ΔF508 mice have an intact T-cell–independent antibody response but show a delayed response to a T-cell–dependent antigen. A, Wild-type (wt; n = 10; black circles) and ΔF508 (n = 7; open squares) mice were injected with the T-cell–independent antigen 2,4,6-trinitrophenyl (TNP)-Ficoll (10 µg/mouse, intraperitoneal [IP]). B, Wt (n = 6; black circles) and ΔF508 (n = 5; open squares) mice were challenged with the T-cell–dependent antigen recombinant Semliki Forest virus expressing beta-galactosidase (rSFV-βGal; 1 × 10⁵ Infectious units [IU]/mouse, intravenous [IV]).
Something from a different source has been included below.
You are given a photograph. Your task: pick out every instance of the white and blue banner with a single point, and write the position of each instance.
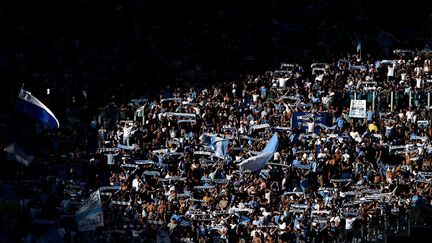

Serum was drawn at the indicated time points (days 0, 5, 7, and 12 postinjection) and levels of nitrophenyl (NP)-specific antibodies in serum (A) and βGal (B) specific IgM and IgG were measured using enzyme-linked immunosorbent assay. Open squares and black circles represents wt and ΔF508 mice, respectively. Data are presented as mean ± standard deviation *P < .05, **P < .01. Mann−Whitney test. Abbreviation: OD, optical density.